I’m Trying To Learn Arabic — Why’s it taking so long?

Sunday, June 12th, 2005

Robert Lane Greene, a fellow who has learned Spanish, German, French, and Portuguese, describes how difficult it is to learn Arabic in I’m Trying To Learn Arabic — Why’s it taking so long?:

There are just 28 letters, and it does not take long to get used to writing and reading right-to-left. (Though it still feels odd to open my book from what seems like the back.) Most of the letters have four different forms, depending on whether they stand alone or come at the beginning, middle, or end of a word. Even then, so far so good. But in Arabic, as in Hebrew, people don’t include most vowels when writing. Maktab, or “office,” is just written mktb. Vowels are included as little marks above and below in beginning textbooks, but you soon have to get used to doing without them.

Arabic appears to be quite…idiosyncratic:

It has a dual number, so nouns and verbs must be learned in singular, dual, and plural. A present-tense verb has 13 forms. There are three noun cases and two genders. Some European languages have just as many forms to keep track of, but in Arabic the idiosyncrasies can be mind-boggling. When Karam explains that numbers are marked for gender — but most numbers take the opposite gender from the word they are modifying — we students stare at each other in slack-jawed solidarity. When we learn that adjectives modifying nonhuman plurals always have a feminine singular form — meaning that “the cars are new” comes out as “the cars, she are new” — I can hear heads banging on the desks around me. I want to do the same.

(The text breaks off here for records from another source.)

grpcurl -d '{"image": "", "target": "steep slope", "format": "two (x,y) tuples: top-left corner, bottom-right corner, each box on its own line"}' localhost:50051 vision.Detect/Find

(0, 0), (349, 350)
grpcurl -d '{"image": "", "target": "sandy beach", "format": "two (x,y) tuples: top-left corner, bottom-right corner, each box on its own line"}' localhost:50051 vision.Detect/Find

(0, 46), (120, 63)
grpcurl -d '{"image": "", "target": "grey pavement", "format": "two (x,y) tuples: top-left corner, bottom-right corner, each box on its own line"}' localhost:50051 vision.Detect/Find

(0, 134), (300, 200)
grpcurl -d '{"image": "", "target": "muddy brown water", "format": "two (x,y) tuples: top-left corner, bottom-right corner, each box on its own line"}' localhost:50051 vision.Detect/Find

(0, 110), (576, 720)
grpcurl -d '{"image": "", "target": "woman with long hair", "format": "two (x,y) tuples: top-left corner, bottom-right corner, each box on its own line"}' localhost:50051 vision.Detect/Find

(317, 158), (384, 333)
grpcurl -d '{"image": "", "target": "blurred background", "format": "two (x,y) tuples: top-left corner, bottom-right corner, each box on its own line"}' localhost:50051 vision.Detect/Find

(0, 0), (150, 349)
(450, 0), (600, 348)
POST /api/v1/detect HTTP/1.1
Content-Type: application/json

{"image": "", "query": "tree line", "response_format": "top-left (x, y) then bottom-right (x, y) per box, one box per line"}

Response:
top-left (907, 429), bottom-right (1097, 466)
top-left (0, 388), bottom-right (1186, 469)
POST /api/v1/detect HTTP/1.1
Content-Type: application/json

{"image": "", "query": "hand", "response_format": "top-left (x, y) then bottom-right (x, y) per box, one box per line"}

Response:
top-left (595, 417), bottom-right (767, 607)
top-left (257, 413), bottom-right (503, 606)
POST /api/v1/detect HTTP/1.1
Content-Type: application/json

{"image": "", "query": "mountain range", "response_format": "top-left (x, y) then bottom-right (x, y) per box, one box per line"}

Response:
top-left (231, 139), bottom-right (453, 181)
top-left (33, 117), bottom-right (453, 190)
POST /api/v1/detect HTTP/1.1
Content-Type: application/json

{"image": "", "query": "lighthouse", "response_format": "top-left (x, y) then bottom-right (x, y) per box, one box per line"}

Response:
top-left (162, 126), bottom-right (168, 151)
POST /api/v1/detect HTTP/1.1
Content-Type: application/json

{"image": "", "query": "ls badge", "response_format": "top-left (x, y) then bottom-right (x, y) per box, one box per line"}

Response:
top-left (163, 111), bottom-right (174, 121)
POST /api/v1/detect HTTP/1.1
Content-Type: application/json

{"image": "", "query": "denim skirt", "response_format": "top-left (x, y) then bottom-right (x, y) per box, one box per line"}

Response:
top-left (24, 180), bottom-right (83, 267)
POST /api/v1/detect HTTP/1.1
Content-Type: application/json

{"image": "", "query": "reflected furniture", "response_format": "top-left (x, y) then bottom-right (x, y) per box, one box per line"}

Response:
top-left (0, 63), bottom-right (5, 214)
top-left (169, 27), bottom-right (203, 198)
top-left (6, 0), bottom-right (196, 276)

And, of course, Arabic isn’t really one language:

The State Department reckons that it takes 80 to 88 weeks (roughly a year in the classroom full-time and a year in-country) to get to a level 3 on a 5-point scale in Modern Standard Arabic, the language I am learning. But there’s a twist. MSA has about the same role in the Arab world that Latin had in medieval Europe: It’s the language of writing, religion, and formal speeches, but it is no one’s native spoken language any more. Arabic has long since become a series of “dialects,” which are actually more like separate languages, as many varieties are mutually incomprehensible.